Dans une société où l'endogamie au sein d'un même clan est strictement interdite, il est raisonnable de penser que la subdivision des clans en sous-clans, qui peuvent se marier entre eux, est dictée par la nécessité d'assurer des unions matrimoniales. Pour permettre ces mariages, il devient impératif d'éloigner le plus possible les liens de parenté en adoptant de nouvelles appellations basées sur des ancêtres plus ou moins récents, qui deviennent alors les éponymes des nouveaux clans. Ce processus implique souvent l'abandon du nom commun d'origine pour les nouveaux sous-clans.

Par exemple, si le mariage était interdit entre tous ceux issus du clan Abasambo, cela réduirait le nombre de clans à moins d'une dizaine, limitant ainsi les possibilités de mariage. Afin d'éviter une telle situation, les sous-clans qui peuvent déjà se marier officiellement sont considérés comme des clans à part entière. Cependant, il est crucial de les reclasser comme sous-clans au sein du grand clan dont ils sont issus.

C'est le cas des Abagorora et des Abatakure, qui sont à la fois des clans indépendants et des sous-clans du grand clan Abasinzira. Ce reclassement reflète une organisation sociale qui cherche à maintenir la diversité généalogique tout en respectant les traditions et les interdictions endogamiques. Cette dynamique complexe illustre comment les clans évoluent pour répondre aux exigences sociales et culturelles de la communauté, tout en préservant l'intégrité des liens familiaux et des structures traditionnelles.

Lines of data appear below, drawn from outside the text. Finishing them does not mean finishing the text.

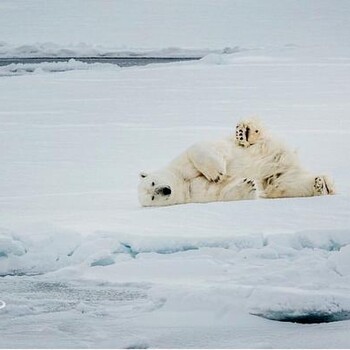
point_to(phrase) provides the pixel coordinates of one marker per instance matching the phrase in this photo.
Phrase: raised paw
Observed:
(323, 186)
(247, 134)
(248, 189)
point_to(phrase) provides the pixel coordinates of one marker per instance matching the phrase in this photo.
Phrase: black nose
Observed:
(166, 191)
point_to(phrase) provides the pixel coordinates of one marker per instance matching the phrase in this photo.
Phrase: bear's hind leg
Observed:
(323, 186)
(247, 133)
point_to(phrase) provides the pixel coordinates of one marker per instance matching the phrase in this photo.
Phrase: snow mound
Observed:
(47, 67)
(297, 305)
(47, 248)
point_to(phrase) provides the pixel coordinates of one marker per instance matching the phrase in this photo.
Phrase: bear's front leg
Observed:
(208, 161)
(247, 133)
(242, 189)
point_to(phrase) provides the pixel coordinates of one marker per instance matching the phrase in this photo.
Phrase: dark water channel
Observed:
(120, 61)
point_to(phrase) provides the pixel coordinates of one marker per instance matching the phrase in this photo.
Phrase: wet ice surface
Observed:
(47, 313)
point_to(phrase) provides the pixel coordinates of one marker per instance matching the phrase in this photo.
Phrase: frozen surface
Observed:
(85, 266)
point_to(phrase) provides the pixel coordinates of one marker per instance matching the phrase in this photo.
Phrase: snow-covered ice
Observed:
(83, 265)
(89, 267)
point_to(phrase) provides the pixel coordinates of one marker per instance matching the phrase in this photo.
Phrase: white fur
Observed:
(221, 171)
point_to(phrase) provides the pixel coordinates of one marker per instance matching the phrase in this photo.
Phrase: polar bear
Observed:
(247, 165)
(275, 167)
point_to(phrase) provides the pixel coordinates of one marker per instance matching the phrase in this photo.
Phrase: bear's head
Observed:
(157, 189)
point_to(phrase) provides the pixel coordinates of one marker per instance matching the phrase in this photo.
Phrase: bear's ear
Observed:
(143, 175)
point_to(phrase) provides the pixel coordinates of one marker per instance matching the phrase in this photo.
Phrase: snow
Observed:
(83, 265)
(48, 67)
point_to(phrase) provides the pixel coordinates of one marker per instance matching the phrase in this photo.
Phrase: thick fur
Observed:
(245, 166)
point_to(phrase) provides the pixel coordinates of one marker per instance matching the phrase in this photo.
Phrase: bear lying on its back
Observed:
(246, 166)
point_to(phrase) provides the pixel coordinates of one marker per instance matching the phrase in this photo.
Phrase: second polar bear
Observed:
(232, 169)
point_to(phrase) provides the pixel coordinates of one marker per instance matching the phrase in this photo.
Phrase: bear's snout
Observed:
(166, 191)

Les Banyamulenge sont tous des Tutsi, bien qu'ils n'accordent généralement pas la même importance à la signification politique de ce terme qu'au Rwanda ou au Burundi. Trop souvent, certains écrits les présentent comme étant issus de brassages entre plusieurs tribus de la région, ce qui est une interprétation erronée. Cette approche, bien qu'elle puisse paraître conciliante, fausse l'histoire et n'apporte aucune solution véritable. Ce n'est pas le fait d'avoir des liens de consanguinité avec les Bantous qui confère aux Banyamulenge leur nationalité congolaise, mais plutôt un droit inné, hérité de leur histoire.

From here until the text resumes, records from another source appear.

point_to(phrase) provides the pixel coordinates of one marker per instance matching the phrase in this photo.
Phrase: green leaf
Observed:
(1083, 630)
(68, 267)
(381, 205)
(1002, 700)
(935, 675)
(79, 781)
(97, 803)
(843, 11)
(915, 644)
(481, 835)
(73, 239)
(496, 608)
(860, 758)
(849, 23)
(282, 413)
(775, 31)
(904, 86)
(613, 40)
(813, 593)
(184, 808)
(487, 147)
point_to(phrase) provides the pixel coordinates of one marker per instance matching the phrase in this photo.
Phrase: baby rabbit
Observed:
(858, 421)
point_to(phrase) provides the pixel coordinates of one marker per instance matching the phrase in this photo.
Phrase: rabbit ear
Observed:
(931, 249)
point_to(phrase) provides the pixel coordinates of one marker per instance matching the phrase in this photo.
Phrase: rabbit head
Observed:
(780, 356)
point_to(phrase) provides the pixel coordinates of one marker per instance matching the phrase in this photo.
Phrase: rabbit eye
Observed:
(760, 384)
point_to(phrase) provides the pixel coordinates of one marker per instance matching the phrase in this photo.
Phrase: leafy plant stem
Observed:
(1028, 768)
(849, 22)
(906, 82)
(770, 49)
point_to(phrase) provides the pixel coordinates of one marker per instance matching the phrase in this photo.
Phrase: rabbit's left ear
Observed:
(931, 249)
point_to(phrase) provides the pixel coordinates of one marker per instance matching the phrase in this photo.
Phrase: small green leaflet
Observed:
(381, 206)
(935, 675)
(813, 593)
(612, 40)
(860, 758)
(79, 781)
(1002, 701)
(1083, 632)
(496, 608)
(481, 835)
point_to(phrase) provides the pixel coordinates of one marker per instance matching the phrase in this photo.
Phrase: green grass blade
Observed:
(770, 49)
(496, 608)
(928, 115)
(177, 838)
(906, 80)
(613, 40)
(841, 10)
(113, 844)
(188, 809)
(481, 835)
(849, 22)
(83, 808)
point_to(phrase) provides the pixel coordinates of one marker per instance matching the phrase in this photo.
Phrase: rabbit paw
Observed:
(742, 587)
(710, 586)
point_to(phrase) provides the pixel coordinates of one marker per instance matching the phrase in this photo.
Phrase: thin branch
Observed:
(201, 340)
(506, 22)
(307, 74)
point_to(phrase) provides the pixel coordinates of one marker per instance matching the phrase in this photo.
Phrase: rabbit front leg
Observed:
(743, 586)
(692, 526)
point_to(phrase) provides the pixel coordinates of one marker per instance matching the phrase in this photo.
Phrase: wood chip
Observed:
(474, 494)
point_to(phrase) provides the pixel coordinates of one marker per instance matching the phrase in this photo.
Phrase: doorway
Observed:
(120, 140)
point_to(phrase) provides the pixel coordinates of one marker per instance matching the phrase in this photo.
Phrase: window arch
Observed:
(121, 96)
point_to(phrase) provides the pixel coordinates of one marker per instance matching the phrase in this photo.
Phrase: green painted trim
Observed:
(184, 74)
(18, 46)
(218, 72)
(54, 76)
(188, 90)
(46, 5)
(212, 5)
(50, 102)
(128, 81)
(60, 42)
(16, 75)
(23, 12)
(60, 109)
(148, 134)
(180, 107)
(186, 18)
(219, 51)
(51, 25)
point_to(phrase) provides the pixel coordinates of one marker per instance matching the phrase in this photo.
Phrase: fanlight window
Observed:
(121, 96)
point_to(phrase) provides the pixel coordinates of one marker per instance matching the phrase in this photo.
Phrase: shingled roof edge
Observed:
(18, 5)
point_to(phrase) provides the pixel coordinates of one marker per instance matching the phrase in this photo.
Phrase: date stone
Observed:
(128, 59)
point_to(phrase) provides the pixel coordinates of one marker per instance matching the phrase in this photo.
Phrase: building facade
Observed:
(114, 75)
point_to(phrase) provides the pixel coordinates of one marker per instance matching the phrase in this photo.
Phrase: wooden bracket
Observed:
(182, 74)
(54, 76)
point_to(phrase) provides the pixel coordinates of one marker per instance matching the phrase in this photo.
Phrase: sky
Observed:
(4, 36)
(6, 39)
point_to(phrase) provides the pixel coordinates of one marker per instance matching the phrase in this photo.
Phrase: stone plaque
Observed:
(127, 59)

La tradition orale rapporte qu'une vingtaine de filles, dont l'origine tribale est incertaine, ont été arrachées aux arabisés lors de la traite des esclaves. Ces filles ont ensuite eu des enfants avec leurs libérateurs. Il est donc important de nuancer l'idée de la présence d'esclaves parmi les Banyamulenge. Ceux qui ont été, à tort, qualifiés d'esclaves ne sont en réalité que des demi-frères, c'est-à-dire des frères partageant le même père mais nés de mères issues de tribus différentes. Ces demi-frères sont complètement intégrés à la communauté et leur nombre est si insignifiant qu'il est exagéré d'en faire un sujet de débat comme s'ils constituaient une couche sociale distincte.

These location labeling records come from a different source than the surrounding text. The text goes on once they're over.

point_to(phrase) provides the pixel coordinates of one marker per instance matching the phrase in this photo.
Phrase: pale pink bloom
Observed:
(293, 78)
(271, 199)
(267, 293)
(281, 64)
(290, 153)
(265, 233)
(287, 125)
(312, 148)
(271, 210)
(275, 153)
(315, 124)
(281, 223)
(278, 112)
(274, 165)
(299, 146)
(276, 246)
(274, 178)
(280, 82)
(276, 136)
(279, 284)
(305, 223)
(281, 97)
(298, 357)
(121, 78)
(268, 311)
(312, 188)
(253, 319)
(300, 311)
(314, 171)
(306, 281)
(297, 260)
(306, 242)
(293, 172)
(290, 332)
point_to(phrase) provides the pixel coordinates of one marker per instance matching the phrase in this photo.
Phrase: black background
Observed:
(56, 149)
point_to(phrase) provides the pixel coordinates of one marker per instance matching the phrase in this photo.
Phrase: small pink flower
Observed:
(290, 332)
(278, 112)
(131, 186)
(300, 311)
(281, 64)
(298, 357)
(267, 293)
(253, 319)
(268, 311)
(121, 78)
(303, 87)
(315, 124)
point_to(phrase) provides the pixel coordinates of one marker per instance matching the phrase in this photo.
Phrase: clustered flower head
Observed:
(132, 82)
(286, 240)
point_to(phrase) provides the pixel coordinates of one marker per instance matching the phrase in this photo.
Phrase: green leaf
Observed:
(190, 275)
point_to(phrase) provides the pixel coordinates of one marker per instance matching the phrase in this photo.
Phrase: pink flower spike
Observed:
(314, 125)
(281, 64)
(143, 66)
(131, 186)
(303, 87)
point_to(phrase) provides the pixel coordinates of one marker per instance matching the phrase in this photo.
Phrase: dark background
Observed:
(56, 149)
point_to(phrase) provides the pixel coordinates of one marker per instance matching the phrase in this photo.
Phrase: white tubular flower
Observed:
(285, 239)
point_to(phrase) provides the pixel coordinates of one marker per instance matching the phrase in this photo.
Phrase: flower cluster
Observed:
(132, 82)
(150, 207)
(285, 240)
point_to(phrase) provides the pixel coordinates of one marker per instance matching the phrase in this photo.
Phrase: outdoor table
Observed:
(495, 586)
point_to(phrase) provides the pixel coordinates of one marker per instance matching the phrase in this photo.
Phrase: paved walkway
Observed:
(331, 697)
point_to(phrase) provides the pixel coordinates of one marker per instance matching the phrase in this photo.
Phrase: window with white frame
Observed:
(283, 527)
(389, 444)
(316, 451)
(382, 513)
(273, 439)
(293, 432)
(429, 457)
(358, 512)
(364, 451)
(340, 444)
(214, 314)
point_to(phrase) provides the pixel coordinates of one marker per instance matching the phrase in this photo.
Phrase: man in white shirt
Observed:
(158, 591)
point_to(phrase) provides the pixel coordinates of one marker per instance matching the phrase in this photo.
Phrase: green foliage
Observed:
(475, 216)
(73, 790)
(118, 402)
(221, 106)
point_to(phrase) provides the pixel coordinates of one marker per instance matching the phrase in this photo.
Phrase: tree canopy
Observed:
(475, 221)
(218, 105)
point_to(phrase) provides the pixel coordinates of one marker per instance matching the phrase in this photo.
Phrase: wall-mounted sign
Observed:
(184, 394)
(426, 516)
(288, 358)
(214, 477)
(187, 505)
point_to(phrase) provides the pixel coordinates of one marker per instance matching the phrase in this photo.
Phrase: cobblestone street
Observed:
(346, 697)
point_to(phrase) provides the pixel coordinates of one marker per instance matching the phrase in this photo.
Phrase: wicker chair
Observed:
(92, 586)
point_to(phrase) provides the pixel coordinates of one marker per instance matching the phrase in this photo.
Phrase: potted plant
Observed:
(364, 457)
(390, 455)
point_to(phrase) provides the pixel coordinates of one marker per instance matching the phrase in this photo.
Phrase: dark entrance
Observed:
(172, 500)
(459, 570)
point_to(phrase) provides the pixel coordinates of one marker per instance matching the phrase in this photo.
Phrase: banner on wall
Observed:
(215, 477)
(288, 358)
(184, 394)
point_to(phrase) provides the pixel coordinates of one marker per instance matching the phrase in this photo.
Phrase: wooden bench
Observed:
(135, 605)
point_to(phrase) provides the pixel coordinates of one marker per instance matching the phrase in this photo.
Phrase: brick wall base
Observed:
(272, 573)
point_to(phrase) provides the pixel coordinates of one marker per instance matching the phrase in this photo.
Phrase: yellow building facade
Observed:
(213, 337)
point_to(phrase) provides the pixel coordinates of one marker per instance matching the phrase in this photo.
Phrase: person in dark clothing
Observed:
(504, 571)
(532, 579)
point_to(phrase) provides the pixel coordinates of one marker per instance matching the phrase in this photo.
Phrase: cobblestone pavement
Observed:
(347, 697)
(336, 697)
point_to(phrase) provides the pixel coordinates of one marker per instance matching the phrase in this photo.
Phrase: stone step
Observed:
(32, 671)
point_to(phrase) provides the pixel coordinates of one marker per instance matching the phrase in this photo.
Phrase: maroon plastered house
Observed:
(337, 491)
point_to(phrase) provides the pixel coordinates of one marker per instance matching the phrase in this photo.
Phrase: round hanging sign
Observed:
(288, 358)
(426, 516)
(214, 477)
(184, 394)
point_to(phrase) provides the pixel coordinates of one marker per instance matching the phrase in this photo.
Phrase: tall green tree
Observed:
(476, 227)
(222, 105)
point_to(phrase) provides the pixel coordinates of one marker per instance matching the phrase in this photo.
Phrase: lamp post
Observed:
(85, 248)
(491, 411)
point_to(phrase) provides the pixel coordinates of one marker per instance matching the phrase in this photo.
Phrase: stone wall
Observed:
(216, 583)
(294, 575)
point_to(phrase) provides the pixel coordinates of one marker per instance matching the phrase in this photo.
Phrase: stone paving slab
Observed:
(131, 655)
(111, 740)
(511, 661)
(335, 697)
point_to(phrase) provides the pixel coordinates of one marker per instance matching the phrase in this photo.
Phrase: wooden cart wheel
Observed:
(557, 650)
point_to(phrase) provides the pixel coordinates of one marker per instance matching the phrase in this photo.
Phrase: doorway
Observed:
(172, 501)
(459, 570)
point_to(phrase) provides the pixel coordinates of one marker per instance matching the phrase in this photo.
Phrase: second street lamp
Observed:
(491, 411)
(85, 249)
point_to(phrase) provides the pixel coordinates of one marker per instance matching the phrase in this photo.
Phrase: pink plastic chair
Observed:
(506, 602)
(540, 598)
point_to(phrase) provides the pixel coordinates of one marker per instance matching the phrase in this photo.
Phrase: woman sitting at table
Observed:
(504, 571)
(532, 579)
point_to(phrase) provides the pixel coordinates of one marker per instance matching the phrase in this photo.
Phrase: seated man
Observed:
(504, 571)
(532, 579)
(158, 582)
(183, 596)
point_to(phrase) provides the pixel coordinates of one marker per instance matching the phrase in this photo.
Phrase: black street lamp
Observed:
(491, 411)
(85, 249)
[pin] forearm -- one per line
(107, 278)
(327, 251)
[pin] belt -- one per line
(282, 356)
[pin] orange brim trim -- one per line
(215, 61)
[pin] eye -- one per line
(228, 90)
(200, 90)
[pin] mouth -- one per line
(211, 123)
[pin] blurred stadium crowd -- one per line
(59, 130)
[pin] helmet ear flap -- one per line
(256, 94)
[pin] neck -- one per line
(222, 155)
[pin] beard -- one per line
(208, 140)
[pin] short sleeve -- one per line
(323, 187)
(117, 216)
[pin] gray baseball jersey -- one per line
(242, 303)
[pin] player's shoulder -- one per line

Étant donné que la société Banyamulenge est patrilinéaire, l'appartenance des enfants est déterminée par celle du père. Selon les mœurs locales, les demi-frères sont considérés comme des frères à part entière. Ils portent les mêmes noms de clans, reconnaissent les mêmes ancêtres, et partagent la même vie que les enfants issus des autres épouses. Ainsi, au sein des Banyamulenge, l'unité tribale et ethnique est préservée, et ces liens familiaux renforcent leur cohésion et leur identité collective.